Photo credit: Michelle Belliveau
“In the darkness of the early morning of March 3, 1949, practically all of the Transylvanian aristocracy were arrested in their beds and loaded onto trucks. That same day, the Romanian Workers’ Party was pleased to announce the successful deportation and dispossession of all large landowners. Communism demanded the destruction of these ultimate class enemies. Under the terror of the Gheorghiu-Dej and later Ceausescu, the aristocracy led a double life: during the day they worked in quarries, steelworks and carpenters’ yards; in the evening they secretly gathered and maintained the rituals of an older world. To record this unknown episode of recent history, Jaap Scholten traveled extensively in Romania and Hungary and sought out the few remaining aristocrats who experienced the night of March 3, 1949. He spoke to people who survived the Romanian Gulag and met the youngest generation of the once distinguished aristocracy to talk about the restitution of assets and about the future. How is it possible to rebuild anything in a country that finds itself in a moral vacuum?” Comrade Baron
For those of us who are Cold-War history buffs, award winning Dutch author Jaap Scholten certainly charmed the crowd of admirers at Aniko and Nash Schott’s Wesley Heights residence as he presented a synopsis of his latest book, his first non-fiction book and his first book in English. The book describes life before and under communism for a group of people, mainly the nobility who were victims of the latter’s regime, subject to indignities and degradation.

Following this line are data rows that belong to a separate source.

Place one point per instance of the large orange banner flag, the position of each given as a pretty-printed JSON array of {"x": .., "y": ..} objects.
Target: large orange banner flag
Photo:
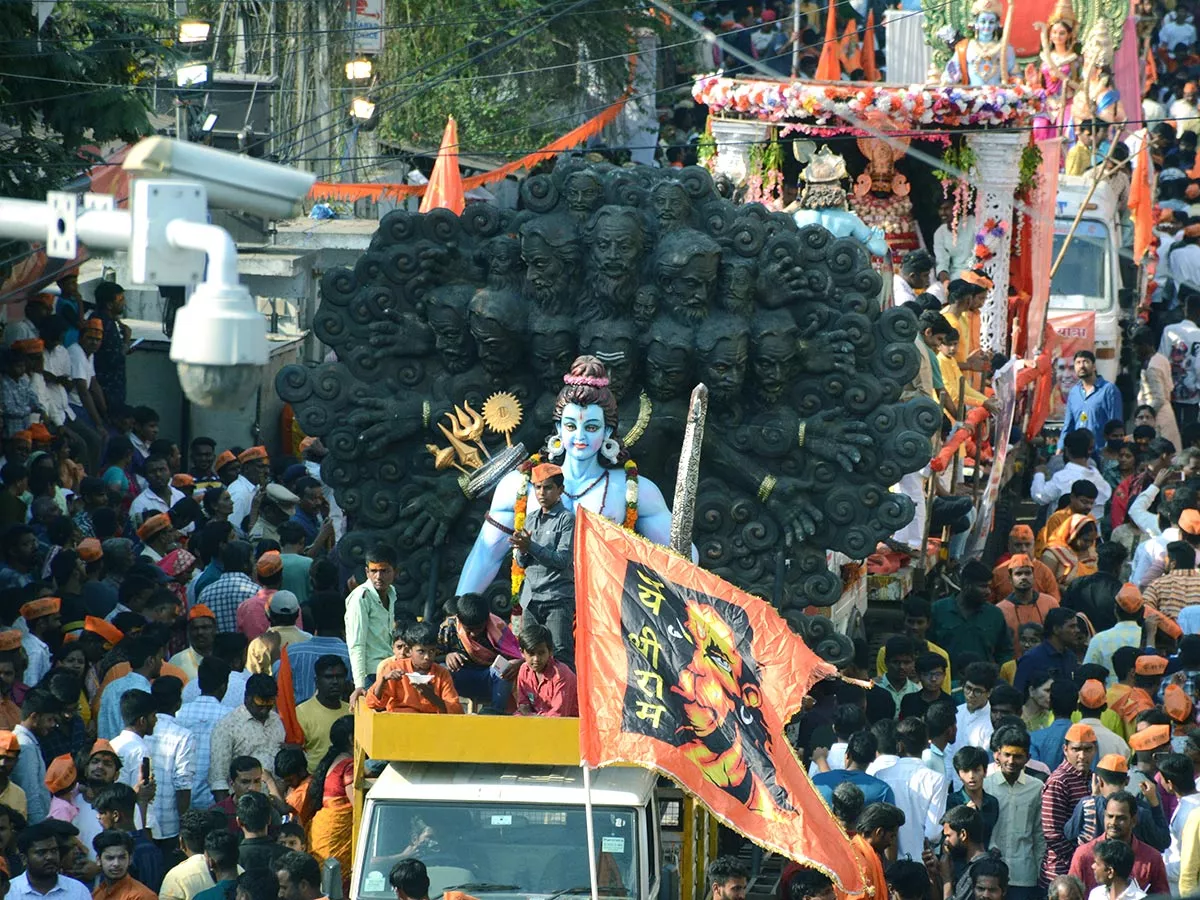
[{"x": 681, "y": 672}]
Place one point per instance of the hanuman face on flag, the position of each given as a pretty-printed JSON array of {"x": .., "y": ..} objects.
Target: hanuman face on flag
[{"x": 693, "y": 683}]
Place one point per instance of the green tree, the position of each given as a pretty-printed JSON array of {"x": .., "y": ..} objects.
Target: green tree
[
  {"x": 511, "y": 99},
  {"x": 81, "y": 82}
]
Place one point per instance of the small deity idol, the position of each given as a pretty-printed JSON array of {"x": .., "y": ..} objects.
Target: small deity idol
[{"x": 987, "y": 58}]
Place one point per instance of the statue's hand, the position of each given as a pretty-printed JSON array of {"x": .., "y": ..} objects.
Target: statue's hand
[
  {"x": 832, "y": 353},
  {"x": 789, "y": 502},
  {"x": 435, "y": 511},
  {"x": 384, "y": 421},
  {"x": 831, "y": 437}
]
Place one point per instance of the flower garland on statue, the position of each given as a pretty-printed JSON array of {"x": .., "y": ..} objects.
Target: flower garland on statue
[{"x": 903, "y": 106}]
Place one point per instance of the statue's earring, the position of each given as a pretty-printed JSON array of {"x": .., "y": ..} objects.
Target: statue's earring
[{"x": 610, "y": 450}]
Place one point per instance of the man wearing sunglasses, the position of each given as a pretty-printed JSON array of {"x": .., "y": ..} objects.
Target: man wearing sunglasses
[{"x": 253, "y": 729}]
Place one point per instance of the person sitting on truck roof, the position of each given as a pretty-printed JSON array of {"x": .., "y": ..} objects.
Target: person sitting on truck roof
[
  {"x": 545, "y": 685},
  {"x": 483, "y": 653},
  {"x": 415, "y": 684}
]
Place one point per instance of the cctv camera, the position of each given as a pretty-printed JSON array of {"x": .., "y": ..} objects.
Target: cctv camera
[
  {"x": 232, "y": 181},
  {"x": 220, "y": 346}
]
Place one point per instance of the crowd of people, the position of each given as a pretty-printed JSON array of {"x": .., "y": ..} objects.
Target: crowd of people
[{"x": 180, "y": 647}]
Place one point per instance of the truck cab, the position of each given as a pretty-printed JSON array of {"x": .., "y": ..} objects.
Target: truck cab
[
  {"x": 496, "y": 808},
  {"x": 1089, "y": 280}
]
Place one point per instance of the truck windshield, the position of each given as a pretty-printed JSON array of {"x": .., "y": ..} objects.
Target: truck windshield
[
  {"x": 501, "y": 849},
  {"x": 1083, "y": 280}
]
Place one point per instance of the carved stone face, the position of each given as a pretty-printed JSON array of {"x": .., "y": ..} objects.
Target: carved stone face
[
  {"x": 667, "y": 371},
  {"x": 451, "y": 337},
  {"x": 724, "y": 367},
  {"x": 987, "y": 27},
  {"x": 498, "y": 347},
  {"x": 774, "y": 364},
  {"x": 552, "y": 355},
  {"x": 583, "y": 193},
  {"x": 687, "y": 289},
  {"x": 671, "y": 204},
  {"x": 546, "y": 274}
]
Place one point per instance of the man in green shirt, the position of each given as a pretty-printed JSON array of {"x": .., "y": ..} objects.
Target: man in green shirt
[{"x": 967, "y": 623}]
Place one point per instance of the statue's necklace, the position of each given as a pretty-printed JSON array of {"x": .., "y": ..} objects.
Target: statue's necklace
[{"x": 586, "y": 490}]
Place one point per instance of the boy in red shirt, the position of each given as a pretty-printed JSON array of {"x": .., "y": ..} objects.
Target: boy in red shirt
[
  {"x": 415, "y": 684},
  {"x": 545, "y": 687}
]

Jaap Scholten, Aniko Gaal Schott, General Peter Zwack
About the author: Jaap Scholten, (Enschede, 1963) studied Industrial Design at the Technical University in Delft, Graphic Design at the Willem de Kooning Academy of Arts in Rotterdam (BA), and Social Anthropology at the Central European University in Budapest (MA). He has published seven books: collections of short stories and three novels. His novel, De wet van Spengler (Atlas Contact, 2008), was chosen “novel of the year” in the Netherlands. His latest book, Kameraad Baron (AtlasContact, 2010) is the winner of the Libris History Prize 2011. His novels and short stories are translated into German, French, Hungarian, Croatian. In 2011 Scholten created and presented a six-part television series for the VPRO about hidden worlds in Central and Eastern Europe. He has lived in Budapest since 2003. The English edition of Comrade Baron will be released by Helena History Press on May 1, 2016 and distributed worldwide through Central European University Press.
Ambassador Henne Schuwer with Aniko Gaal Schott
Among those present were the Dutch Ambassador Henne Schuwer, General Peter Zwack, Consuelo Pareja, Bill and Lynda Webster, Jim and Nancy Rosebush, Charlotte and Michael Buxton, Willie and Finlay Lewis, Mary Mochary, Dr and Mrs Milton Corn, Nina Pillsbury and Susan Pillsbury, Sidney Johnson, Roland and Diane Flamini, Count Sandor Karolyi, Countess Katalin Teleki, Publisher Kati Kadar Lynn and husband Philanthropist Douglass Lynn, Marie Frances and Bill Waldee, Susan Hurley Bennett, Wendy Benchley and John Jeppson, Isabel Ernst, Kevin Chaffee, Carol Joynt, Shane Harris and and Victims of Communism President Marion Smith Lacey and Anna Smith Lacey and Jack and Donna Pflieger.